They were a match made in a spinning, blinders-on Republican heaven, where the faithful still believe that conservative politicians and their pundits, with a little bit of faith and a lot more charm, can transform failures and shortcomings into delusory gold, and rebirth multimillionaires into everyday people who really care about the plights of their Joe Six-Pack and Soccer Mom peers. Operating under the premise that if something is said often enough it will become accepted as the truth, they tend to blame the mythical devil of the Liberal Media for their public embarrassments, and don't find it odd at all when their counterparts wave off abuse-of-power reports and even court convictions as if they were the conspiratorial fantasies of an unpatriotic public. Behind the thick cigar smoke and carnival mirrors of such political propaganda, Limbaugh isn't just a barker, but a godhead with a loyal legion of followers hailing from the furthest backwoods shacks to the hallowed halls of Washington. Those followers are called, appropriately enough, dittoheads.

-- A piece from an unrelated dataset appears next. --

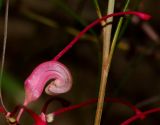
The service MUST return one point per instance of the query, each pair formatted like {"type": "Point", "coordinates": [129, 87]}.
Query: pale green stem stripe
{"type": "Point", "coordinates": [104, 74]}
{"type": "Point", "coordinates": [4, 51]}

The slippery, delusional thought processes of dittohead candidates and their lobbying groups were never as transparent as they were during the 2008 election. In the midst of a economic crisis, with the highest national debt in the history of the nation -- after eight years of iron-fisted Republican domination -- millions of Americans were bombarded with political slogans like these:

* Who can fix our economy? Only one party will fix the damage and prevent another crisis. Vote Republican.
* Jobs lost. Spending up. Economy down. Energy prices Up. Vote Republican to end America's economic crisis.
* Vote Republican & Restore Balance to Our Economy.
* Republicans will eliminate wasteful spending, balance the budget and regain the trust of the American taxpayer.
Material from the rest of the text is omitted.